Z rezerwą patrzyłam jak Ofelia siada kolo Tytusa podczas obiadu. Natomiast ja siedziałam przy drzewie przyglądając się uparcie mężowi, z którym już rozmawiałam na ten przeklęty temat, o którym miał się rozmówić z innymi. Ale on oczywiście tego nie zrobił, bo po co?! Wolał posiedzieć sobie koło Ofelii niż mnie posłuchać, a przecież to jedyne rozwiązanie. W końcu siedzimy tutaj już drugi dzień, tylko dlatego że nasi "goście" nie mają podwózki!

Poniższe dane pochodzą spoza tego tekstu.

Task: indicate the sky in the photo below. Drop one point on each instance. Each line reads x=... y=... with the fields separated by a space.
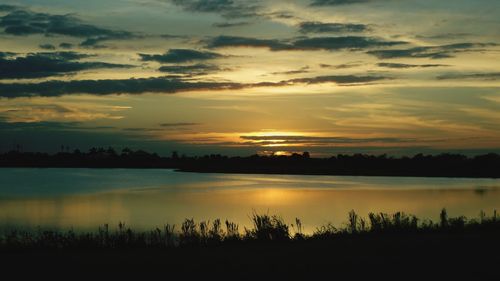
x=242 y=77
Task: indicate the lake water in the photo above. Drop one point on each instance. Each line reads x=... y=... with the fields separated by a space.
x=86 y=198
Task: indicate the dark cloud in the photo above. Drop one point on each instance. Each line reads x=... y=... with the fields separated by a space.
x=309 y=140
x=194 y=69
x=230 y=24
x=490 y=76
x=340 y=79
x=172 y=36
x=6 y=8
x=403 y=65
x=342 y=66
x=37 y=65
x=21 y=22
x=345 y=42
x=180 y=56
x=47 y=46
x=66 y=45
x=444 y=36
x=110 y=87
x=179 y=124
x=226 y=8
x=318 y=43
x=168 y=85
x=6 y=54
x=236 y=41
x=320 y=27
x=291 y=72
x=432 y=52
x=337 y=2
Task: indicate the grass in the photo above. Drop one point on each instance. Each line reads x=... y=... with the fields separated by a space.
x=266 y=229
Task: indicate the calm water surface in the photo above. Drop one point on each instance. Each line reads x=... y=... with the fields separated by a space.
x=87 y=198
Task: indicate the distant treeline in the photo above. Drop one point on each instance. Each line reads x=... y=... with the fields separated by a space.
x=442 y=165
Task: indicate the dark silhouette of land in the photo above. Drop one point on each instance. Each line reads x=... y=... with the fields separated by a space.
x=442 y=165
x=382 y=247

Zmarnowaliśmy tyle czasu, lecz szanowny pan Woodrok (uciemiężenie narodu i całej ziemi) sam chce zadecydować o planach. Zaś nam pozostaje jedynie wykonywać JEGO rozkazy, ponieważ nam NIE wolno decydować o takich rzeczach. Wobec tego nasuwa się jedno ważne pytanie. Mianowicie: PO jaką cholerę rozmawia i się ŚMIEJE z ofermą?!

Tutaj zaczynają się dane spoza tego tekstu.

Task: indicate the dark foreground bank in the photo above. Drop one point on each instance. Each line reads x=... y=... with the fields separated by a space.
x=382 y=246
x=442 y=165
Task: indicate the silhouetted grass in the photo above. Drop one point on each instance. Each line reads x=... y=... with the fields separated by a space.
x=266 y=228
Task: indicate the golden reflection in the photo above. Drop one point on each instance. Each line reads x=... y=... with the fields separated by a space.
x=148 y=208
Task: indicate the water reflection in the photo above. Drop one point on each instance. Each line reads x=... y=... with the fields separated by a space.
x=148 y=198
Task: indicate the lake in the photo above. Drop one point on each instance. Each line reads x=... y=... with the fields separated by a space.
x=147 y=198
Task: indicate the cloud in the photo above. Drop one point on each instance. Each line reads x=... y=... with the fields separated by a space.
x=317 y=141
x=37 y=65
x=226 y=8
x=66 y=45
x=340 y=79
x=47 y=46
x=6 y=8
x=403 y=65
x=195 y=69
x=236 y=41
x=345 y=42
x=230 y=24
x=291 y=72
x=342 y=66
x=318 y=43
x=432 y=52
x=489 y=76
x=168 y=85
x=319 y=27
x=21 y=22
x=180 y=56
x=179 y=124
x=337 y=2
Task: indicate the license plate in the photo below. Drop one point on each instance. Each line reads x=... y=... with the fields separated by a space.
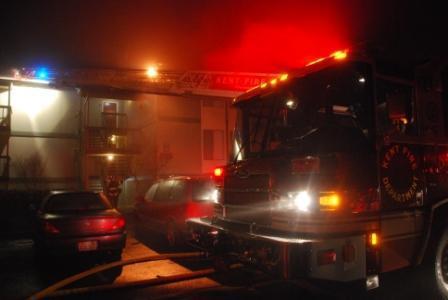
x=88 y=246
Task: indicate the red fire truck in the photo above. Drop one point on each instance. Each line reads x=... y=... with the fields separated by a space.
x=340 y=172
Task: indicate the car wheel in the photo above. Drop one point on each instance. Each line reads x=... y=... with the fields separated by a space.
x=441 y=265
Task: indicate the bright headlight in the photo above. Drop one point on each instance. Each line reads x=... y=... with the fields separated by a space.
x=301 y=200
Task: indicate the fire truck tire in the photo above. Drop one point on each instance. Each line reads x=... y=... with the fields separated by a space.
x=440 y=265
x=171 y=234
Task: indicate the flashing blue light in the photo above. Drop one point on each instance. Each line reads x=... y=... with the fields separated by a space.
x=42 y=73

- Na pierwszy rzut oka jestem w stanie dostrzec kiedy wpadłaś na genialny pomysł, ale Tytus skutecznie podcina ci skrzydła - odezwał się znienacka czyjś znajomy głos.

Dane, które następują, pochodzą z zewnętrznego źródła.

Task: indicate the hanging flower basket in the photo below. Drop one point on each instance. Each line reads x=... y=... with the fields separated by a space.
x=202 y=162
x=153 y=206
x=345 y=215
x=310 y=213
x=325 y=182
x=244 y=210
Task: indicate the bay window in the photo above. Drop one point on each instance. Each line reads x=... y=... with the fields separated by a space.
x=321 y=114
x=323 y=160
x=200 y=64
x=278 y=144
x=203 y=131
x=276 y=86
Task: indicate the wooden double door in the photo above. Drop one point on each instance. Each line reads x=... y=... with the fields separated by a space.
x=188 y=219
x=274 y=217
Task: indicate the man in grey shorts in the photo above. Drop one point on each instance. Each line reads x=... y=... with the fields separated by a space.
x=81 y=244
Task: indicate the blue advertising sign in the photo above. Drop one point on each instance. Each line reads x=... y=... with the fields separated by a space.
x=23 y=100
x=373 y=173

Drgnęłam przestraszona, lecz uspokoiłam się widząc, że to tylko Jedynka. Wyglądał na tak samo zdegustowanego tym ciągłym czekaniem jak ja. Niemal czułam jego irytację, która kłębiła się pod jego skórą niczym gorączka.
- Bylibyśmy już dawno na miejscu, gdyby nie to, że co noc mówi, iż musimy czekać aż nadejdzie pomoc. Mimo to co chwila widzę go rozmawiającego z tym podejrzanym typkiem... Max' em - kontynuował siadając koło mnie.
- No więc... masz rację. Doskonale wiem co powinniśmy zrobić, ale... Tytus zabronił mi wykonywać jakiekolwiek ruchy, które mogłyby sprawić...
- Przepraszam, że ci przerwę, ale muszę wiedzieć jedno. Od kiedy ty wykonujesz polecenia swojego męża? Jakoś od kiedy cię znam... a muszę przyznać, że trochę cię już poznałem... robisz wszystko - no, prawie wszystko - na przekór Tytusowi więc co cię hamuje przed wykonaniem swojego planu?
Przegryzłam dolną wargę próbowałam tym samym się nie uśmiechnąć. W końcu jakby to wyglądało? Mój wzrok spoczął na kolanach, na których trzymałam dłonie. Dotąd ściskałam je kurczowo, teraz rozprostowałam palce i ułożyłam je na udach.
- Co mnie powstrzymuje? - podniosłam rozpromieniony wzrok na Jedynkę. - Potrzebuję pomocy, ponieważ sama nie dam sobie rady. I coś mi mówi, że mi pomożesz... w sumie nie ty jeden co nie, chłopcy?
Obejrzałam się za siebie, gdzie - tak jak myślałam - znajdowała się pozostała dwójka. Stali w cieniu, tak aby Tytus nie był w stanie ich zauważyć. Stali i się szeroko uśmiechali wiedząc, że moje pomysły są nad wyraz... wspaniałe? Bombowe?
- Bierzmy się do roboty, ponieważ mam zamiar tej nocy wyruszyć w dalszą podróż - zakomenderowałam z wrednym uśmiechem. - Jeszcze mi mężulek podziękuje.
**********
Z zapartym tchem obserwowałam zza krzaków, rozmowę Tytusa z Max' em. Siedzieli przy ogniu delektując się ciepłym trunkiem, który sprytnie wsunęłam do naszej torby, tak by mąż myślał, że sam go tam wrzucił. Nie podejrzewał, jednak że alkohol należał do Trójki, który specjalnie go dodatkowo wzmocnił.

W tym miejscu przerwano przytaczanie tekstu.